En moins d’un an, ce titre français s’est imposé parmi les géants du jeu vidéo mondial. Considéré comme une œuvre majeure, il a été sacré par neuf statuettes lors des Game Awards 2025.
Pour la première fois de leur histoire, les Game Awards ont pris des airs bleu-blanc-rouge. À Los Angeles, la grand-messe annuelle du jeu vidéo, souvent présentée comme l’équivalent des Oscars du secteur, a été dominée par un studio français. Sandfall Interactive, installé à Montpellier, a raflé un nombre record de récompenses avec Clair obscur : Expedition 33, devenu en quelques mois le phénomène mondial que personne n’avait vu venir. Derrière ce triomphe, une histoire singulière, faite d’audace, d’improvisation et d’un rapport très personnel à la création.
Un projet né loin des radars de l’industrie
L’aventure commence à la fin des années 2010, loin des circuits traditionnels du jeu vidéo. Guillaume Broche, alors cadre chez Ubisoft, découvre presque par hasard le moteur Unreal Engine. Sans bagage technique, il expérimente seul, par curiosité, depuis son appartement. « Nous ne savions pas faire de jeu avant », reconnaît-il dans Le Monde. Le prototype, enregistré sous le nom de « sandfall », évoque déjà le temps qui s’écoule, thématique fondatrice du projet.

En 2020, il démissionne et s’associe à Tom Guillermin et François Meurisse. Sandfall Interactive voit le jour à Montpellier avec une ambition floue mais une certitude : construire un jeu à contre-courant des productions calibrées. L’équipe se forme progressivement, composée de profils jeunes, parfois novices.
Assumer le « clair-obscur »
Les premières versions du jeu, développées entre 2020 et 2021, peinent pourtant à convaincre.

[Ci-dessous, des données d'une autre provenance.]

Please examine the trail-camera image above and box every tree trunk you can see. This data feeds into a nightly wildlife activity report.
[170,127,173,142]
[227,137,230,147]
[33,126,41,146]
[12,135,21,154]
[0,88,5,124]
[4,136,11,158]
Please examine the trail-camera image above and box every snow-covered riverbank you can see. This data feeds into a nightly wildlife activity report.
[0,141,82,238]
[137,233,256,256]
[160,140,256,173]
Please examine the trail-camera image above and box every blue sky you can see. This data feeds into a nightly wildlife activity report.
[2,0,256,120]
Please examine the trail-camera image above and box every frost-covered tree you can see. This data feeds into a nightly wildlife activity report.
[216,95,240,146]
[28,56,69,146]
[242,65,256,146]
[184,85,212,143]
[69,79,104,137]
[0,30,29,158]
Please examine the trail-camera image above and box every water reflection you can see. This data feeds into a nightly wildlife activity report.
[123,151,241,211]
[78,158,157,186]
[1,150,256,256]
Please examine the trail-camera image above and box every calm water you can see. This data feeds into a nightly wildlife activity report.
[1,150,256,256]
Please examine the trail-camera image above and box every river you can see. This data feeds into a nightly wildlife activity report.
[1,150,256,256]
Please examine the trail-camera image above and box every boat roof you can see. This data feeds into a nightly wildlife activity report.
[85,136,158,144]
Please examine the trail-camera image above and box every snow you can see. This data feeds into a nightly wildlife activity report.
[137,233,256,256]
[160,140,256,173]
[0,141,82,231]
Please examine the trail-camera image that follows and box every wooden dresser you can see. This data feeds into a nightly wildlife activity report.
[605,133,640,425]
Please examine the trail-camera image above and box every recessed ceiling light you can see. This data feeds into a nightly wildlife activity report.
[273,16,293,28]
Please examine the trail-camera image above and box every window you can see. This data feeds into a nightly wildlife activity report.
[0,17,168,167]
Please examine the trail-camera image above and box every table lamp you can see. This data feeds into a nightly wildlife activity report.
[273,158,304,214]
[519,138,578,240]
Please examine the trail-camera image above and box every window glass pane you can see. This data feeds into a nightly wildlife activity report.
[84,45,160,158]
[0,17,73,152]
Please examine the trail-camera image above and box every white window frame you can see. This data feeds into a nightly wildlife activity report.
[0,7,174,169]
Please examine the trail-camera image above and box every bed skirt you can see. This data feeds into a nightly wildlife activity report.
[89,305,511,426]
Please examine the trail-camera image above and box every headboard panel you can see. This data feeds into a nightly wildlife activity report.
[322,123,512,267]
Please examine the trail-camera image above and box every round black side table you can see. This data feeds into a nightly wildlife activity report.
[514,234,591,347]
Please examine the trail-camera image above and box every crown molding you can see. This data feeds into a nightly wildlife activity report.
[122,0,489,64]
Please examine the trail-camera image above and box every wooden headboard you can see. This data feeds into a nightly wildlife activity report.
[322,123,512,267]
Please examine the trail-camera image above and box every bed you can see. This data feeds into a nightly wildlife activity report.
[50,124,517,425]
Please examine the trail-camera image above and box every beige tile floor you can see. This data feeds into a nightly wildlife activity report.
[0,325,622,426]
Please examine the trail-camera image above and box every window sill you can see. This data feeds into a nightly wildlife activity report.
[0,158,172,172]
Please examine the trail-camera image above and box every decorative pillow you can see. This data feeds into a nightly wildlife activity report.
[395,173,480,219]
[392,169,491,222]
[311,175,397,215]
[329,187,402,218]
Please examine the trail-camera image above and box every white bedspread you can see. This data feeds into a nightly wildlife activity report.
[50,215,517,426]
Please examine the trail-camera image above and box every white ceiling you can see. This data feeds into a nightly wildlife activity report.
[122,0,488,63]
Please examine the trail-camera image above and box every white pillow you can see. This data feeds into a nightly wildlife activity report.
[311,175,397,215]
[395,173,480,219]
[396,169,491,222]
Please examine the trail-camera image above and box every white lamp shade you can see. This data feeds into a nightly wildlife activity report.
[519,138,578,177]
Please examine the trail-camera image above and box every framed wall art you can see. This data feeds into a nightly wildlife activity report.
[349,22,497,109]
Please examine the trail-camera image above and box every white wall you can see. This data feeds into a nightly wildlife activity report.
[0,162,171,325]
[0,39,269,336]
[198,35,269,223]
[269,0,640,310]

Trop générique, l’univers manque d’âme. Le tournant survient avec l’arrivée du directeur artistique Nicholas Maxson-Francombe, qui impose une esthétique inspirée de la Belle Époque. « L’architecture haussmannienne et la vision idéalisée de Paris contrebalancent parfaitement la noirceur de cette histoire », explique-t-il au quotidien.

À partir de là, le projet trouve enfin sa colonne vertébrale. Le contraste entre beauté et fatalité devient central. Les personnages s’appellent Gustave ou Lune, jurent en français, y compris dans la version anglophone et les costumes assument un imaginaire volontairement « frenchy ». Une liberté créative rendue possible par la taille encore modeste du studio, capable d’absorber les changements de cap sans lourdeur industrielle.
Des années de développement
Le projet s’accélère en 2022 lorsque Sandfall signe avec l’éditeur britannique Kepler Interactive. Le passage à l’Unreal Engine 5 impose de nouveaux défis techniques, tout comme l’externalisation partielle de certaines tâches, du doublage à la capture de mouvement.

Le développement est marqué par de nombreux renoncements. « Parfois, il a fallu jeter six mois de travail à la poubelle », confie Guillaume Broche au Monde. Une exigence structurante, qui affine peu à peu l’équilibre entre narration, direction artistique et gameplay.
Une œuvre façonnée à hauteur humaine
Lorsque la version finale est envoyée à la presse, au début de l’année, le soulagement domine. « Quand je suis arrivé au bout, je me suis dit : “c’est incroyable. C’est un GotY” », confie Naja Dalmagne, testeur assurance qualité cité par le quotidien. Les Game Awards viennent de lui donner raison.

Hier, le jeu a raflé neuf statuettes, un record dans l’histoire de la cérémonie. Il est sacré jeu vidéo de l’année mais aussi meilleur jeu indépendant, meilleure direction artistique, meilleure narration, meilleur jeu de rôle et meilleure bande originale.
Sur la scène du Peacock Theater, Guillaume Broche apparaît entouré de son équipe, marinière et béret rouge sur la tête, clin d’œil assumé à l’identité du jeu. « C’est un projet passion dans lequel on a mis toute notre âme et tout notre cœur », déclare-t-il, dans des propos relayés par l’AFP. L’histoire d’un jeu né loin des radars, façonné à hauteur humaine et devenu, en l’espace d’une année, l’un des symboles les plus éclatants du jeu vidéo français.